LabelV is a semi-automatic video annotation tool for computer vision training data generation
sudo apt install ffmpeg
pip install .
- clone this repository and from the root directory, install it and then run
labelv-service
- go to localhost:4711
There is a blog post describing how this is implemented using OpenCV and how it can be used in generating training data for object detection algorithms.
Conecpts:
- Session - a set of keyframes generated by a certain user for a certain video
- Frame - a video is theoretically made up of concecutive, numbered images
- Keyframe - a frame annotation created by a user containing labels
- Label - an object label for an object in the video, such as a chair, a lamp, a bike etc
- Bbox - a bounding box around an object in the video
- Title - a string describing a label
- Group - a label that contains other groups and labels. The bbox of a group always exactly contains all the bboxes of its children.
Whenever a video is uploaded it is saved under upload/video/VIDEO_ID.EXT where VIDEO_ID is a unique random string and EXT is the file format extension of your video.

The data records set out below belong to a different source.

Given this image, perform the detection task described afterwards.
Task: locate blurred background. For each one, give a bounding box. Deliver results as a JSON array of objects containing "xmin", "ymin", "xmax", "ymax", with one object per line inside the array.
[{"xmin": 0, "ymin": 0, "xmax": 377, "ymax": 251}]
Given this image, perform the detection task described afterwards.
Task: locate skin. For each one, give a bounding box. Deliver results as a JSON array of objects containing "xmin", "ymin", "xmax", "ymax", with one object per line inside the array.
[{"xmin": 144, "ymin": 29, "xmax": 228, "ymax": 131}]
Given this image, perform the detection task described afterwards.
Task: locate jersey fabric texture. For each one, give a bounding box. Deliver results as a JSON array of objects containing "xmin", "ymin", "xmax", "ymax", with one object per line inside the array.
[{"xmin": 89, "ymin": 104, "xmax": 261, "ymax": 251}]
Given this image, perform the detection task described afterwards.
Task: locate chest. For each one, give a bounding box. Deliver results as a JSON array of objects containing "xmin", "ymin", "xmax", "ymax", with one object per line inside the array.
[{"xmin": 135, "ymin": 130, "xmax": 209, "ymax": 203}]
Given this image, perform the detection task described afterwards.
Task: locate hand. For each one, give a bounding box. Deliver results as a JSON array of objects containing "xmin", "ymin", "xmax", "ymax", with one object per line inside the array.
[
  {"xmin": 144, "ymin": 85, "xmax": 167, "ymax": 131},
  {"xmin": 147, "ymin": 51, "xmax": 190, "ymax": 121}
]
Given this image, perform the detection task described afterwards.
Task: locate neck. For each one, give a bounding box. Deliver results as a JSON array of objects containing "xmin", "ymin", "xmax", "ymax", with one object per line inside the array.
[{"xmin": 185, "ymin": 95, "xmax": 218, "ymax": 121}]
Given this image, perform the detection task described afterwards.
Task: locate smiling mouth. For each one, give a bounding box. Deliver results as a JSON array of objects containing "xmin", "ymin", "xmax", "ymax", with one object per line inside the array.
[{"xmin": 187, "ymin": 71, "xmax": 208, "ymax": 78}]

Every time a user starts working with a video adding keyframes and labels, a session is created. The stored under upload/session/VIDEO_ID.EXT-SESSION_ID where SESSION_ID is a unique random string. This files contain a json object.
The session object contains a "keyframes" member whose keys are keyframe frame numbers (as strings due to the json format), and whose values are keyframe objects:
{"keyframes": {"14": KEYFRAME_OBJECT,
"26": KEYFRAME_OBJECT,
"200": KEYFRAME_OBJECT}}
Each keyframe object has a set of labels and a KEYFRAME_KEY. The KEYFRAME_KEY is a unique id use to identify this particular set of labels for this particular frame. If the user where to change the keyframe, a new key would be generated.
KEYFRAME_OBJECT = {"key": "KEYFRAME_KEY",
"data": {"label": ITEM}}
The keyframe labels reside under the key "labels" under the key "data" and is a recursively defined structure. At each level one of two possible objects can be present:
A label
ITEM = {"type": "Label",
"args": {"bbox": [208,214,69,84],
"title": "The chair"}}
or a group
ITEM = {"type": "Group".
"args": {"bbox": [208,214,69,84],
"children": [ITEM,ITEM,...],
"title": "Dining group"}}
When a user navigates to a non-keyframe, the tracker tracks the bboxes from the last keyframe before the current frame, and generates updated bboxes for all frames in between. These are stored under upload/tracker/VIDEO_ID.EXT/KEYFRAME_NUMBER/KEYFRAME_KEY/FRAME_NUMBER.json where FRAME_NUMBER is the frame number minus the keyframe frame number (so starts from zero). Each such file contains an ITEM as defined above encoded as json.